“She was a genius of sadness, immersing herself in it, separating its numerous strands, appreciating its subtle nuances. She was a prism through which sadness could be divided into its infinite spectrum.”
― Jonathan Safran Foer, Everything is Illuminated
Mastering sadness was never a goal of mine. I avoided things that made me cry, made me feel uncomfortable, and caused my heart to ache. I didn’t plan to enter a relationship with Grief but life had other plans. Suddenly, Grief appeared, unwelcomed and uninvited. Grief’s house, my heart, was also unprepared. It had walls, internal structure, and was filled with love, trust, hope, and future plans. Along came Grief to change everything . . .
She blurted out, “The first thing we need to do is put some holes in these walls so I can come and go as I please. I’ll have to do some rearranging because I’ll be here for a very long time.” All at once, she began to shatter my heart.
“Why are you here?” I stammered, while trying to physically hold together my broken heart. The fog began to form in my mind and as Grief relentlessly worked the pieces of my heart fell in heaps everywhere.
“I’m your new permanent resident. Try as you will, you won’t be able to shake me. At times, I will appear adversarial, at other times sympathetic, and I can even show you snippets of your new future. In the beginning I will be downright depressing.”
She strolled around taking inventory of my memories, strengths, and weaknesses. “All of this becomes a part of who I am; who we are together. I’ll pull some of these out every now and then to remind you I’m here. I may choose to bring it gently to the surface so you can process it as best as you can. Other times I will spew things out like a volcano, catching you completely unaware. It will be explosive! Ultimately, you’ll learn how I roll and anticipate some of the things I do. In time, the volcanic eruptions will lessen and you won’t be brought to your knees every time I appear. But occasionally, you will still be brought to your knees.”
“Do you need to remodel everything?” I asked as she rearranged my memories, love, trust, friendships, and family relationships.

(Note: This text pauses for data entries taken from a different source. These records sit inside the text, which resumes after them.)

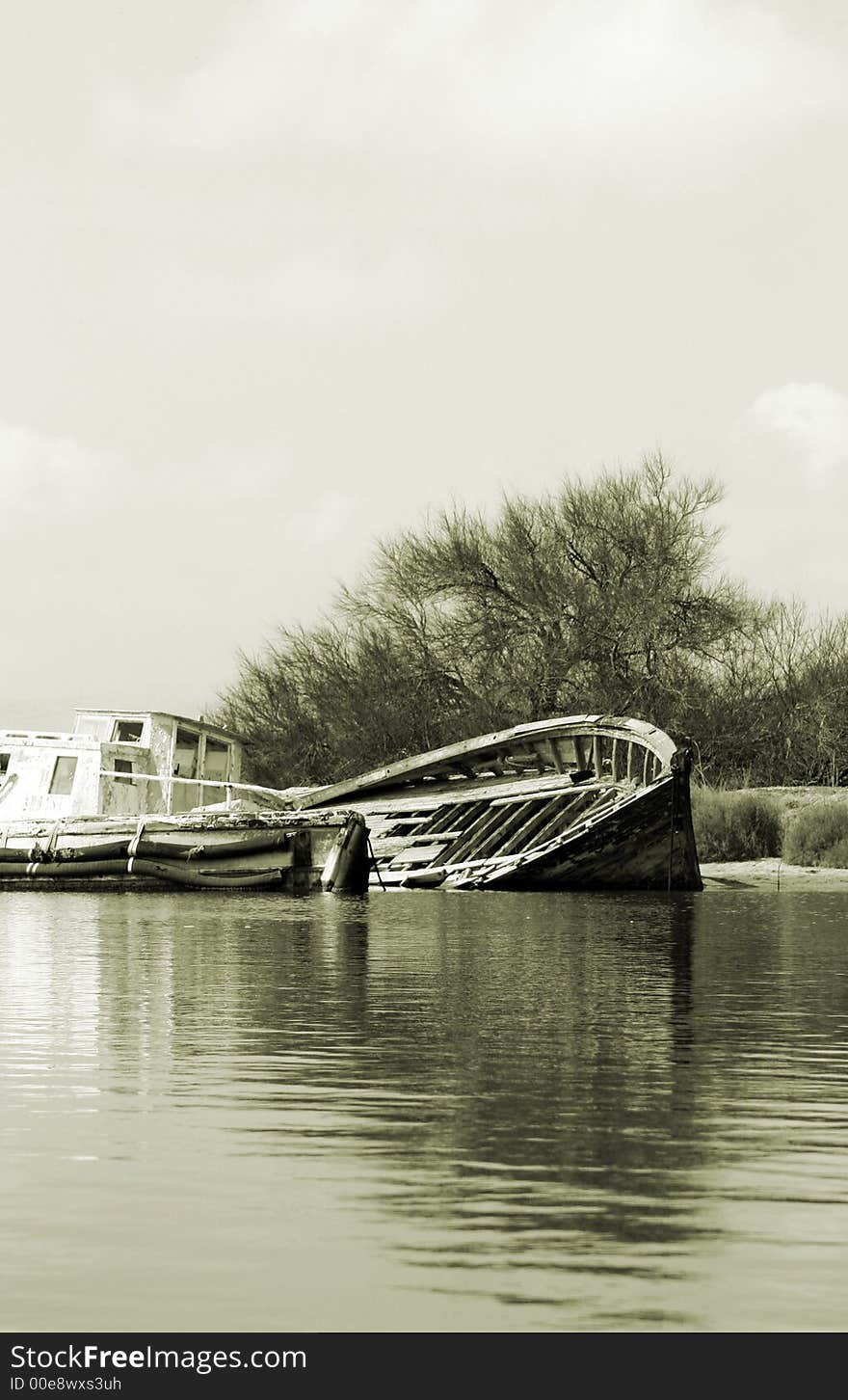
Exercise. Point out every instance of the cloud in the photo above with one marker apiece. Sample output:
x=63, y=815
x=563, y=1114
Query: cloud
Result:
x=374, y=79
x=40, y=472
x=810, y=420
x=321, y=523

“Oh, honey. Everything in your heart and mind will be impacted. Every corner of your being will feel my presence. You loved your Monty with all your heart, soul, and mind. Your love for him was HUGE so my impact on your life will be HUGE. Eventually, as the heart and mind remodeling progresses, you’ll learn to live with me.”
How do I continue? Literally one moment at a time, one hour at a time, one day at a time. I keep moving forward but sometimes I stop and stay in a moment with no advancement. Other times, I back step.
There are days when the tears start early and continue in waves. On days like this, I escape into memories that I can almost touch. With my eyes closed tight and my awareness pointed inward I can feel Monty’s presence. I see his sparkling eyes and his sweet smile. He grasps my hands and I can hear him say, “That’s my Girl.”
It has been one year and three months since Monty was killed and tears still fall. The world wants me to be okay and show strength. They complement my improvement in the past year but what they don’t see is I’m still torn up inside. Grief is still remodeling.
Friends and family want to see me happy. To be honest, I want to see me happy too. As my world grows it will one day be big enough to hold my Grief and moments of happiness will surpass the moments of sadness. As Grief stated, I can see snippets of my new future.